In the experiments carried out with the model Instruct-pix2pix changing the value of how much the aging instruction will be followed \(c_{instruction}\), it was observed that if the parameter has the value 0, the image is not aged as the instruction is not followed, which is expected. The error drops considerably by increasing the value of \(c_{instruction}\) to 10. However, the images are no longer close in the FaceNet representation. Given these results, the parameter \(c_{instruction}\) of the Instruct-pix2pix model was used with the value 3.

It is important to emphasize that the results were analyzed by separating the input images between men and women. However, as no significant differences were noted in the results, the data were unified.

In the results presented by Table 1, it is possible to notice that SAM manages to obtain the lowest error averages, possibly due to having an age estimator in its cost function. However, the similarity between the aged image and the original is smaller than the results of Instruct-pix2pix. The high similarity between the images obtained by HRFAE can be explained because the minor changes performed by the network. Therefore, the images are not properly aged, as seen in the error and low FID values.

Fig. 2.
figure 2

Comparison of results in facial aging tasks in each model. The first column, Original, is the input image with the initially estimated age. The four images to its right are the outputs of the models trying to get the image aged with the expected age. For example, 10–30 is the task of aging a face with approximately 10 years to 30 years.

Fig. 3.
figure 3

Comparison of results in facial aging tasks in each model. The first column, Original, is the input image with the estimated initial age, and the four images on the right are the results of the models trying to get the aged image with the expected age.

In the Pix2pix-zero model, two factors can affect the maintenance of the characteristics of individuals: one of them is the fact that the model uses editing directions obtained through a single average direction. This can cause the model to age all images unconditionally, which can be seen by the low similarity and high FID values. Another factor is that it needs to reconstruct the original image using the DDIM inversion technique; a poor reconstruction can compromise the final aged image. Figure 1 shows examples of when this occurs.

Observing Figs. 2 and 3, the SAM model is the only one that achieves reasonable performance when aging from approximately ten years to older ages. As it is a growth phase, the face has many changes, and the other models failed to capture these structural changes. The Pix2pix-zero model had blur results on some images, which is expected when using an average edit direction to get from one domain to the next. Instruct-pix2pix maintained the identity of the individuals and achieved considerable aging. However, in all cases, the skin texture degraded, which is common over the years (especially in cases where there is a lot of sunlight or smoking), but it is not guaranteed that aging will be like this. The SAM model seems to have more variability in how it ages faces.

5 Conclusion

This study analyzed the performance of four models in the facial aging task: two models that used GANs in their architecture and two conditional diffusion models that enabled image editing.

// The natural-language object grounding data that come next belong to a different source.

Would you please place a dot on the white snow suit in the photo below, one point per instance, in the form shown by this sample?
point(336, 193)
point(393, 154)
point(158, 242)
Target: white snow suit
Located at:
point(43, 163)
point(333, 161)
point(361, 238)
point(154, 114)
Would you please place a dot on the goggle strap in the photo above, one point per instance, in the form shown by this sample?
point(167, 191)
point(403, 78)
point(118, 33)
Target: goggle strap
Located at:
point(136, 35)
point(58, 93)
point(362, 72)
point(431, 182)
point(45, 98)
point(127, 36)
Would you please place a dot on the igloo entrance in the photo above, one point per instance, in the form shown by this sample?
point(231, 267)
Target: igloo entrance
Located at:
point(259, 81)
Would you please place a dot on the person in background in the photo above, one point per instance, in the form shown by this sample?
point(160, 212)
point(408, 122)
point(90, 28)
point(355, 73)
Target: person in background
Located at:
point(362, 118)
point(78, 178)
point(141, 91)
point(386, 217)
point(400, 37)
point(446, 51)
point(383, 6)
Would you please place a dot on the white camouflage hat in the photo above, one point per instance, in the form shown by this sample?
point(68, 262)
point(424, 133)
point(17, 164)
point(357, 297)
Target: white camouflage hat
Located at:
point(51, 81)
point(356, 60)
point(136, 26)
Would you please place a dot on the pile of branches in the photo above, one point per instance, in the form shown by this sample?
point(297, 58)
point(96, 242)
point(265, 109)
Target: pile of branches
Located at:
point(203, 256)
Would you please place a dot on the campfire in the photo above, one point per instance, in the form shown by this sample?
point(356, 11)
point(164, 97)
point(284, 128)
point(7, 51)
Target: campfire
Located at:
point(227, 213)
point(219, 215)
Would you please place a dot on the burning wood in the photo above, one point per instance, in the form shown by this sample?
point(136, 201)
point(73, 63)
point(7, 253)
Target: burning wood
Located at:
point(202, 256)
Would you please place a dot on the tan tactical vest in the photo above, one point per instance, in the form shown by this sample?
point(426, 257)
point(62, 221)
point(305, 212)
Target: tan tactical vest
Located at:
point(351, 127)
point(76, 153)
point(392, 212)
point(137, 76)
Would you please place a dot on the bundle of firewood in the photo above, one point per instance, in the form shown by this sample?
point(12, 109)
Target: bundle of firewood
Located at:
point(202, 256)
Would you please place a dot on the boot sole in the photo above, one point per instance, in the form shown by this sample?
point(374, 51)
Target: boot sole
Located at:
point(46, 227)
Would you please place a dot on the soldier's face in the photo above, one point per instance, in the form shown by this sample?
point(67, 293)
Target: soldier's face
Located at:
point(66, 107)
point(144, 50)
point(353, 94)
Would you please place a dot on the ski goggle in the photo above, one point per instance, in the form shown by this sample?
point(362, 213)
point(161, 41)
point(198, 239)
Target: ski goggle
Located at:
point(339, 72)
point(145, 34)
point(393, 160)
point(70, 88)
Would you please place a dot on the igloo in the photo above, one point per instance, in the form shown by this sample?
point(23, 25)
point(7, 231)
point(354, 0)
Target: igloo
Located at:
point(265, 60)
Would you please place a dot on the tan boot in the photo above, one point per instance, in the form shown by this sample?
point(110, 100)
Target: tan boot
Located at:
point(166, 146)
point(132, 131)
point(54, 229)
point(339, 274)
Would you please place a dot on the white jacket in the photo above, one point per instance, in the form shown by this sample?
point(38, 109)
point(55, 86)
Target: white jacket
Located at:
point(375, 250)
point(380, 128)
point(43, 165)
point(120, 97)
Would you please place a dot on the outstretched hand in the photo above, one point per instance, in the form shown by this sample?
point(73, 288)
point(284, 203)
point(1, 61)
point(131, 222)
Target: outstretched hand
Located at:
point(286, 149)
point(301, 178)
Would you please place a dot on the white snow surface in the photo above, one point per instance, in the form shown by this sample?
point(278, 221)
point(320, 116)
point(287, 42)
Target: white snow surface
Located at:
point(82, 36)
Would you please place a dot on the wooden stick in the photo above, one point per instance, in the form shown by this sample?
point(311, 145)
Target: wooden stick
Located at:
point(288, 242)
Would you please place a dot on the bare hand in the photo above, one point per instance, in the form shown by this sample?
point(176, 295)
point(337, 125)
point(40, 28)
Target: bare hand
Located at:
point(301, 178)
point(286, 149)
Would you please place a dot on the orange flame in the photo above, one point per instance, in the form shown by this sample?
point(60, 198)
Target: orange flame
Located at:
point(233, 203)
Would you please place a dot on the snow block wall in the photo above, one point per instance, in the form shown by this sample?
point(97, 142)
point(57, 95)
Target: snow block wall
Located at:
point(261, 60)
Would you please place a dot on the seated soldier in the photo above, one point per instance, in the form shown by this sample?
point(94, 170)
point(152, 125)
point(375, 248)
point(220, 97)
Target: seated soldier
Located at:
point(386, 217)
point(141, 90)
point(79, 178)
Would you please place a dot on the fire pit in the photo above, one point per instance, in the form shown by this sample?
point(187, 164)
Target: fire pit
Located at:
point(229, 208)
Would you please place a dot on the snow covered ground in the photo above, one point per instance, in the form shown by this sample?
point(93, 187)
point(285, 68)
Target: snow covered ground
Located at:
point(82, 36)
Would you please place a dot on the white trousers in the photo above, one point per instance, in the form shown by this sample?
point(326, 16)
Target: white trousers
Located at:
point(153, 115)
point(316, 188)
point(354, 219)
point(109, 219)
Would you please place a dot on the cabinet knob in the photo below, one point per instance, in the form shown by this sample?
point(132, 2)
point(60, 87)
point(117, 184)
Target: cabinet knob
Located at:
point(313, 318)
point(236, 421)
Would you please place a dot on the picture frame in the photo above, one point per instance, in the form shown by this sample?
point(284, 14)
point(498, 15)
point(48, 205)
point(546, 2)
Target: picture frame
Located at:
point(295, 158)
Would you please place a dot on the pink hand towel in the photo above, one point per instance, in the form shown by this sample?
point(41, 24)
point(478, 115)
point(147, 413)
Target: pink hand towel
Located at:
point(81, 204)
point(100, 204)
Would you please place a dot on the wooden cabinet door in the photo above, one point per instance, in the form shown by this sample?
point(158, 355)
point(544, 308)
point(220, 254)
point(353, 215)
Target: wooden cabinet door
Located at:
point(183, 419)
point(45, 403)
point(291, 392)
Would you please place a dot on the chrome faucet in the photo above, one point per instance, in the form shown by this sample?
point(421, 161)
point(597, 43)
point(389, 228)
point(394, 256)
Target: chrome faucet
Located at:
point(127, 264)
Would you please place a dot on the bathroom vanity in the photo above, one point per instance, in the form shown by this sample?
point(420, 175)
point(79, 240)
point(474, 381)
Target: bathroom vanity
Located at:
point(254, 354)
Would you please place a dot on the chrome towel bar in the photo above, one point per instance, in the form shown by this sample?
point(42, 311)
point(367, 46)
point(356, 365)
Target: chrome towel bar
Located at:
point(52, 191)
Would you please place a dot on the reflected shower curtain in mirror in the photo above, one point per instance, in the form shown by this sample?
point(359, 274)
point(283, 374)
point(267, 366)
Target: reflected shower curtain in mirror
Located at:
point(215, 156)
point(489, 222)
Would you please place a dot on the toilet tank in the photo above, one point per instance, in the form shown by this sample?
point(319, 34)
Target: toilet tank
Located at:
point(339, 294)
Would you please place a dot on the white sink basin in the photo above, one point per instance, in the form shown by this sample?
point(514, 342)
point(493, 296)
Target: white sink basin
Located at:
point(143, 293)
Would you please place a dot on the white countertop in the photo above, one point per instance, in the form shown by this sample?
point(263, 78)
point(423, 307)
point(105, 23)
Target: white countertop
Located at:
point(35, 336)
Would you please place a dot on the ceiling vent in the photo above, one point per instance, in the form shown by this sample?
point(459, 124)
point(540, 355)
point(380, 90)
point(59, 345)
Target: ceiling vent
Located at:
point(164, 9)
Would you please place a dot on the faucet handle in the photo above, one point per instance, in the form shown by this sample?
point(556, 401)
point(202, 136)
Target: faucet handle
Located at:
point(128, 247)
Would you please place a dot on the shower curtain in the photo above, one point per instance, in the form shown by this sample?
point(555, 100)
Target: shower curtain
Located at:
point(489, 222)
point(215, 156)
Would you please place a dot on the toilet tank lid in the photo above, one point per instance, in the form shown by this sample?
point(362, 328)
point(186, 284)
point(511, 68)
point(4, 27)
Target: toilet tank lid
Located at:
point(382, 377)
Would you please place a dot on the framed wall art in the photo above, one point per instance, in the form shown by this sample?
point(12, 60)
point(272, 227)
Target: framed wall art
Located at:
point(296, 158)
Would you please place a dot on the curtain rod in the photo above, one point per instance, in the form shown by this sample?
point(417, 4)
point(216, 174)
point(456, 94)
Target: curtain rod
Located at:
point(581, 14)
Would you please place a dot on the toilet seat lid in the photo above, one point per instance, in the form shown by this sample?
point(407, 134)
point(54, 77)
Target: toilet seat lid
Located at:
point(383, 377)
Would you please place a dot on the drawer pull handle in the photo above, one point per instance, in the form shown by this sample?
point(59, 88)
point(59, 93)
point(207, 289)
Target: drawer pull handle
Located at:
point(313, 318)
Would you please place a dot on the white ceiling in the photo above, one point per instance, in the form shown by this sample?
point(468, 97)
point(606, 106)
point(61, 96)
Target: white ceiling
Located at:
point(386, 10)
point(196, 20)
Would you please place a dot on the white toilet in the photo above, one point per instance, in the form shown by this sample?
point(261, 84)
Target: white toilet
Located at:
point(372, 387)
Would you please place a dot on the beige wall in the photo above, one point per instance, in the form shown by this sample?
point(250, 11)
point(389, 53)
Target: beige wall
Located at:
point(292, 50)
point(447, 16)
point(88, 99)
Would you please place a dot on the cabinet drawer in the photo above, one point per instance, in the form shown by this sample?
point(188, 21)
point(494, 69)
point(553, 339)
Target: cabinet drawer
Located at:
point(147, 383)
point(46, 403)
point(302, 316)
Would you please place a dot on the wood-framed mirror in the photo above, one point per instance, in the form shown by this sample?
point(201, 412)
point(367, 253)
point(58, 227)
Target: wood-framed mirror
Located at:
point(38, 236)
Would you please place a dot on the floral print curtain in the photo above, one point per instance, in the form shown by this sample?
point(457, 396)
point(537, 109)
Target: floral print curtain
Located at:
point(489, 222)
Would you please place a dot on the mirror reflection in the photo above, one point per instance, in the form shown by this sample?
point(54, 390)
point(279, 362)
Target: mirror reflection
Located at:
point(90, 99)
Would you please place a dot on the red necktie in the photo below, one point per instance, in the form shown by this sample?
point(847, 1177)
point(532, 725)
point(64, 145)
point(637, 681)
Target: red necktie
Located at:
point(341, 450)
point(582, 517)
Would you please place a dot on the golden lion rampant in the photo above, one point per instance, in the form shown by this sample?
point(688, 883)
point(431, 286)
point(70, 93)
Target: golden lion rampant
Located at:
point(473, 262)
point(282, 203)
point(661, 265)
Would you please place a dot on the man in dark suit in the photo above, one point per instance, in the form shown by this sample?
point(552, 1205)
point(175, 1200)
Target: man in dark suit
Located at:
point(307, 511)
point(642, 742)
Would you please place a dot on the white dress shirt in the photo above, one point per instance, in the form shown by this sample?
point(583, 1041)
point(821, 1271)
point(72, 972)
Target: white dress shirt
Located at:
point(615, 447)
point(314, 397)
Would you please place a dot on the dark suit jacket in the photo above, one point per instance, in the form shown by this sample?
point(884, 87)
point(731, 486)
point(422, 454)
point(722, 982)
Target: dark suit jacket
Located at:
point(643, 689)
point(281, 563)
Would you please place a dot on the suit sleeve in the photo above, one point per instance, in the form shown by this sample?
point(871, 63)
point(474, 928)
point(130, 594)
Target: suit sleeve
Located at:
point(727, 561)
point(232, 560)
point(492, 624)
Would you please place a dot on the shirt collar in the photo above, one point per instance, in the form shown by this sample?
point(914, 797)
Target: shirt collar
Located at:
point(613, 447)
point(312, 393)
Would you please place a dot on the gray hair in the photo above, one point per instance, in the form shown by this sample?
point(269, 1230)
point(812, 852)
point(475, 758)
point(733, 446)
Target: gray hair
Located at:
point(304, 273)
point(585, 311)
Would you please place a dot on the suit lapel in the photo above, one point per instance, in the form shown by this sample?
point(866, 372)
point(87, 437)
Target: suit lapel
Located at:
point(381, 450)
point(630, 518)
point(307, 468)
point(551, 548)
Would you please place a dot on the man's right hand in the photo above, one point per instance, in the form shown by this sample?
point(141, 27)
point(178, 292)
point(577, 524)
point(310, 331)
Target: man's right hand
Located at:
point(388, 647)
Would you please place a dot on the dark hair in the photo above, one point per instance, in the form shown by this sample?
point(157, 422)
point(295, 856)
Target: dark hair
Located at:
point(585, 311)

Of these, two models stood out in this analysis, SAM, a model based on a pre-trained GAN (StyleGAN2) and specialized in the task of facial aging and rejuvenation, having components of its cost function specific to guarantee identity and age change. The second model to be highlighted was Instruct-pix2pix, a generic conditional diffusion model, which only receives instruction in the form of text, being able to edit the images in different ways in a zero-shot fashion. In the study, it was only sent an instruction to age the face to a desired age, and still got realistic aged images.

Currently, specialist GANs still demonstrate superior performance compared to generic diffusion models, such as those used in the experiments. This demonstrates a great capacity in the diffusion model since Instruct-pix2pix obtained considerable results even though it was not specifically trained for this task. Furthermore, diffusion models have gained notoriety recently, with many works presenting new techniques in recent years, so rapid advances in their architectures are expected.